Open schuemie opened 4 years ago

schuemie commented 4 years ago

Some of the same calls to WebAPI will be done repeatedly, for example to see if the baseURL is correct, or to retrieve the list of valid IDs. We can avoid this, thus not only making the functions faster but also avoid unnecessary calls to the WebAPI, by using caching.

One way to implement this would be to create a global environment like here, and use that to store a cache.

For example, we only need to test whether a baseURL is valid once. We can store the list of valid baseURLs in the environmental variable, and check the list at the next call.

gowthamrao commented 4 years ago

Since WebApi supports multiple concurrent users, the cache may get obsolete. How do we make sure it does not become obsolete..

gowthamrao commented 4 years ago

After discussing with @schuemie - we should only use it for baseUrl (which should not change on concurrent changes).

ablack3 commented 4 years ago

We may also want to cache something related to user authentication. At the very least we should cache the bearer token. We might also want to cache a refresh token that would allow ROhdsiWebApi to automatically get a new bearer token when the current one expires. Does WebApi grant refresh tokens? Also the cached information would need to be specific to each instance of WebApi the user is interacting with since there might be multiple (e.g. bulk copy cohort definitions between two WebApi instances).

gowthamrao commented 3 years ago

@ablack3 @schuemie is this still an issue that we need to work on?

schuemie commented 3 years ago

I would definitely cache whether the baseUrl is valid. That would save a full round-trip for each call, and if it becomes outdated you have another problem ;-)

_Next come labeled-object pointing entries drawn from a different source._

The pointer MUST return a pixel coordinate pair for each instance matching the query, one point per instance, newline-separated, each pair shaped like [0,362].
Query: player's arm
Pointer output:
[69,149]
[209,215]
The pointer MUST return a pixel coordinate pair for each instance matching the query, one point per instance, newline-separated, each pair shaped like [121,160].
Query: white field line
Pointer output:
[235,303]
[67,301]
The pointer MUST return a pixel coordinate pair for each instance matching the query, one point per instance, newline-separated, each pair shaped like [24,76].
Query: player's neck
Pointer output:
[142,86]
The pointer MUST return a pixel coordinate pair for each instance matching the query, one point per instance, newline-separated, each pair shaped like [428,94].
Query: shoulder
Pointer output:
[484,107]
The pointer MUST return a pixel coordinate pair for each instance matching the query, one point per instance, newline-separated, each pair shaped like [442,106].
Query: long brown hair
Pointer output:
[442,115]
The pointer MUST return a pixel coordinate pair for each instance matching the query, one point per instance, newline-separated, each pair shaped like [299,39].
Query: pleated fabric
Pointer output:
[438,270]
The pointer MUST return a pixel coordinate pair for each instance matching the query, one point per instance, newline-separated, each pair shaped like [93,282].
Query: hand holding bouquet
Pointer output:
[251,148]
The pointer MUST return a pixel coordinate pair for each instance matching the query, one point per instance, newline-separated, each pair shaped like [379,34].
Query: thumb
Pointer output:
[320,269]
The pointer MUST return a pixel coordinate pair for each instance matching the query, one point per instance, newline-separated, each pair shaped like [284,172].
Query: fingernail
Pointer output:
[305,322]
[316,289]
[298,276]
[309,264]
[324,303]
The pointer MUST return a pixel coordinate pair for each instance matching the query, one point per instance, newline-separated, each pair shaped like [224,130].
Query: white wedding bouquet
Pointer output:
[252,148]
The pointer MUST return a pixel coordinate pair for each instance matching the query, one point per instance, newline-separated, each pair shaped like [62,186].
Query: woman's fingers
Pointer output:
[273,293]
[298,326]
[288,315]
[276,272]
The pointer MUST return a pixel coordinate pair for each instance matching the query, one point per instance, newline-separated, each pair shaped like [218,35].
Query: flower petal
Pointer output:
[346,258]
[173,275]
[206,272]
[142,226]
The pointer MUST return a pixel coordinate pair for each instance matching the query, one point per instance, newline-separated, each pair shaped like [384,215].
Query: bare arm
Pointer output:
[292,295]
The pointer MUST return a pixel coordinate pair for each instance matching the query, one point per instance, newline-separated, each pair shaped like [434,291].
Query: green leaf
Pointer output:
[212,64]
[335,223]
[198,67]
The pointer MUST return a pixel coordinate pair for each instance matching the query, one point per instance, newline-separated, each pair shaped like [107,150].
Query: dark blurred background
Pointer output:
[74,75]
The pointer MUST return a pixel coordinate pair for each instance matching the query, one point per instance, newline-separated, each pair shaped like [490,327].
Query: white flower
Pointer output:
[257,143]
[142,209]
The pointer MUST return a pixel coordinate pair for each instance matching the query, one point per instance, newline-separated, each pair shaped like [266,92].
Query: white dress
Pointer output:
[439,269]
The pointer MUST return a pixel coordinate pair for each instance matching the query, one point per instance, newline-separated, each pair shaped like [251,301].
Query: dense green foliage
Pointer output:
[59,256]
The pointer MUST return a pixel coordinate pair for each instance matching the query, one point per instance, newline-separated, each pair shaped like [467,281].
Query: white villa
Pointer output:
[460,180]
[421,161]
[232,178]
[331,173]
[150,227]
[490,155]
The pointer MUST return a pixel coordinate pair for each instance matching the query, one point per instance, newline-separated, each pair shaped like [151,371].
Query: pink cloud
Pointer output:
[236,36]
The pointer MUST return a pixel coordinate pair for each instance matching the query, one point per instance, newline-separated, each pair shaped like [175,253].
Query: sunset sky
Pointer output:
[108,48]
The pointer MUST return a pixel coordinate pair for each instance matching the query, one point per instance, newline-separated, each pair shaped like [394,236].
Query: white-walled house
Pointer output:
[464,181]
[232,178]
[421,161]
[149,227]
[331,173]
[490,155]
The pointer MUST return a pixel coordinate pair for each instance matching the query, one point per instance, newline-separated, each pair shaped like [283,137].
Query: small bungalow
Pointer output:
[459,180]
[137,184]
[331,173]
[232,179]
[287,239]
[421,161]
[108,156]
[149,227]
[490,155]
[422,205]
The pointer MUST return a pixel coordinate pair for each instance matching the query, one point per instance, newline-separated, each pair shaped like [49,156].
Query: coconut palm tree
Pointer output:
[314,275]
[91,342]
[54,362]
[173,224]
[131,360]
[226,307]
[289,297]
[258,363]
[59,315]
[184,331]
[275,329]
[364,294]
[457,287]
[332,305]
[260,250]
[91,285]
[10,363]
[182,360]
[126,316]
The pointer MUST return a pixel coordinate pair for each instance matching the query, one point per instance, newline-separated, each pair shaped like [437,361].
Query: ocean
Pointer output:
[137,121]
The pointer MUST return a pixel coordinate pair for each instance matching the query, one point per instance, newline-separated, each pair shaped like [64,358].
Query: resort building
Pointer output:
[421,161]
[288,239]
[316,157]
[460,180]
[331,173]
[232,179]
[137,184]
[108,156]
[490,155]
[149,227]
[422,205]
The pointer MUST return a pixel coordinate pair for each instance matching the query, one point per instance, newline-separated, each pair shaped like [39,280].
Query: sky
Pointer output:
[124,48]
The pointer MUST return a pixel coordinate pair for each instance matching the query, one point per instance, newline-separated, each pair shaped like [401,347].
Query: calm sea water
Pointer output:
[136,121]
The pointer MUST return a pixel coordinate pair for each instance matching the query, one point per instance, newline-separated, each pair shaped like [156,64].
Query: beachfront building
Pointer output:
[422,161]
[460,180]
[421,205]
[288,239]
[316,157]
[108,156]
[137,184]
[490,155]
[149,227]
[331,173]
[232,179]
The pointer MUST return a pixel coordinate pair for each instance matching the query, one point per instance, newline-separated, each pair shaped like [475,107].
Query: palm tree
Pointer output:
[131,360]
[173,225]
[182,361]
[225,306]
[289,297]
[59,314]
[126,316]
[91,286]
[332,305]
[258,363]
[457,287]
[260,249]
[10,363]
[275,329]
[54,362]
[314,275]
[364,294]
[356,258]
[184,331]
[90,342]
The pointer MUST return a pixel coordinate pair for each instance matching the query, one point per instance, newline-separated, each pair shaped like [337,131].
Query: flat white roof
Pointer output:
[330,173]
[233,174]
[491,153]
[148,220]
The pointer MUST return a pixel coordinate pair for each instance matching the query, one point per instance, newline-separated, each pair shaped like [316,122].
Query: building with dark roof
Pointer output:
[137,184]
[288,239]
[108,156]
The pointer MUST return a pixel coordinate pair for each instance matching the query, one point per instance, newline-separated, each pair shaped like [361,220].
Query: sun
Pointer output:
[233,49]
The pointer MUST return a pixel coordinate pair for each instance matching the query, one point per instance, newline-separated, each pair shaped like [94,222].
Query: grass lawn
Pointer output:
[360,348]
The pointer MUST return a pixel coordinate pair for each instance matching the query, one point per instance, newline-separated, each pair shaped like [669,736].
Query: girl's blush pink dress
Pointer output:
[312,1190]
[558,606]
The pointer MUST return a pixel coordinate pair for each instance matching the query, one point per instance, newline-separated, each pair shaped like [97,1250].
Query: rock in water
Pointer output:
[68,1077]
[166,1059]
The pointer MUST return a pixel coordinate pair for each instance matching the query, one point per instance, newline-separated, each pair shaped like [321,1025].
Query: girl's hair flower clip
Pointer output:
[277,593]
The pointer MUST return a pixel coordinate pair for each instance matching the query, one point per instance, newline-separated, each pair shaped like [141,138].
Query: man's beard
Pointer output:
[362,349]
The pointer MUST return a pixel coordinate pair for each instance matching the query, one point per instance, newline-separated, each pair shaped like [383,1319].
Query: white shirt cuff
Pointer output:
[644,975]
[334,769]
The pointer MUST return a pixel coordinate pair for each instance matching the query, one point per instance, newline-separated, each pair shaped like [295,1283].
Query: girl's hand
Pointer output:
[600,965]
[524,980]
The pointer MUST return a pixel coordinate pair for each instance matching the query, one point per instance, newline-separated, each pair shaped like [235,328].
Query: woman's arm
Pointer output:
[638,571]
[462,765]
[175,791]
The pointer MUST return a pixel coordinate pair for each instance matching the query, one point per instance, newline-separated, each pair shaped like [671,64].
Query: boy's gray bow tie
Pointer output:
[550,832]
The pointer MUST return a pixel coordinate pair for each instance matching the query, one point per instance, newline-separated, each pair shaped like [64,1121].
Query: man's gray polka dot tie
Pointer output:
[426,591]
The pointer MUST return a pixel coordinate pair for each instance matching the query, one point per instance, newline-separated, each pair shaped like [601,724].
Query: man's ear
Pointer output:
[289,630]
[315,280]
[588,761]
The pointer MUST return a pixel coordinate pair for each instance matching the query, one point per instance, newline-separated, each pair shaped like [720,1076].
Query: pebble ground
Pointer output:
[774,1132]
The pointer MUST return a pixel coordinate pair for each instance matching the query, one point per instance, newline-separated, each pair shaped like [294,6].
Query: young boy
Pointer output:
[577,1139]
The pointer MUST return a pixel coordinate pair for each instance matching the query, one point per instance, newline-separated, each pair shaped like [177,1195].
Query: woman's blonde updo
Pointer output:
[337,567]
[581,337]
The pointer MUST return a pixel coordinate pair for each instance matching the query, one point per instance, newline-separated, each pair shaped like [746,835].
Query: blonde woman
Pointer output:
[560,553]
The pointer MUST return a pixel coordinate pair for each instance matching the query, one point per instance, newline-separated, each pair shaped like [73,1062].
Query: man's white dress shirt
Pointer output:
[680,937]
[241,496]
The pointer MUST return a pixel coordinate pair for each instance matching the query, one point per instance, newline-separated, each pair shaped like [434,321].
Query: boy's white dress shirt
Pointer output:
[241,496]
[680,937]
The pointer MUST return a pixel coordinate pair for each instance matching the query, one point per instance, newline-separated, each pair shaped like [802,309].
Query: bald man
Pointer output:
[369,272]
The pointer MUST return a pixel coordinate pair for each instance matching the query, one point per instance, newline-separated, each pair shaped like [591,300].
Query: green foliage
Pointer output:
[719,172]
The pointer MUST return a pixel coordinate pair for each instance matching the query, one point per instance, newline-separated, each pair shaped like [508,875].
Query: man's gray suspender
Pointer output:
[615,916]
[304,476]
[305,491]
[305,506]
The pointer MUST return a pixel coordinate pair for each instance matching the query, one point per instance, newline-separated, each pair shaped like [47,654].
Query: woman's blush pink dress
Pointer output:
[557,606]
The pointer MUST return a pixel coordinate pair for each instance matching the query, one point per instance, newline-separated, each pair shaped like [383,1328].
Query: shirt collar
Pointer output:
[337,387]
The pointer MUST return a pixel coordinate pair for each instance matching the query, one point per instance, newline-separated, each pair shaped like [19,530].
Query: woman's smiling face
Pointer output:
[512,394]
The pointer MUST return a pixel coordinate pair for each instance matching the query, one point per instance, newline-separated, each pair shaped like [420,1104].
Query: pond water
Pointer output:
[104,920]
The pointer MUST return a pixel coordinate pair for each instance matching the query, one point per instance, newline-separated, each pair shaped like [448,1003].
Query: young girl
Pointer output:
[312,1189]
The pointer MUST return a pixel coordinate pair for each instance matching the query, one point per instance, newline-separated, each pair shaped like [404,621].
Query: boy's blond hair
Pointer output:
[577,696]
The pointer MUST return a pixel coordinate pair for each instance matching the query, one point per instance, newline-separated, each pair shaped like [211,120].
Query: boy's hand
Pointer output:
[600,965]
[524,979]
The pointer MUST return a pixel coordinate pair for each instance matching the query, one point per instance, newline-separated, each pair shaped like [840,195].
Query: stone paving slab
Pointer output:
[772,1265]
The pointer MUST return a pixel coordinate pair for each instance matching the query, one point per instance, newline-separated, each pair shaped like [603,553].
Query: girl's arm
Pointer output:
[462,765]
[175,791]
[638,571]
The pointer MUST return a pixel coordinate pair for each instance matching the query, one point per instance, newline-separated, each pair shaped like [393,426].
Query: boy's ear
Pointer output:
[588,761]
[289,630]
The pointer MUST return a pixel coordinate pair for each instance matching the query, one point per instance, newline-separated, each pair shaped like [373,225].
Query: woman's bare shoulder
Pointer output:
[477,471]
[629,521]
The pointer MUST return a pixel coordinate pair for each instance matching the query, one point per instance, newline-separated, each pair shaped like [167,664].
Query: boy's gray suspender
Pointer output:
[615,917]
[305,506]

If I recall correctly, most calls also retrieve the full list of valid IDs in order to see if the one the user requested is among them. That is a very expensive operations (especially as the number of valid IDs grows.). I don't actually see the point in that behavior, because if you didn't do that then the user would just get an 'invalid ID' error from the WebAPI itself a few milliseconds later, which would be just as informative. But if you want to keep that behavior, I recommend caching the list of valid IDs at least for a minute or so, so if I loop over IDs (for example to get multiple cohort definitions) I don't have to download the full list of valid IDs every time.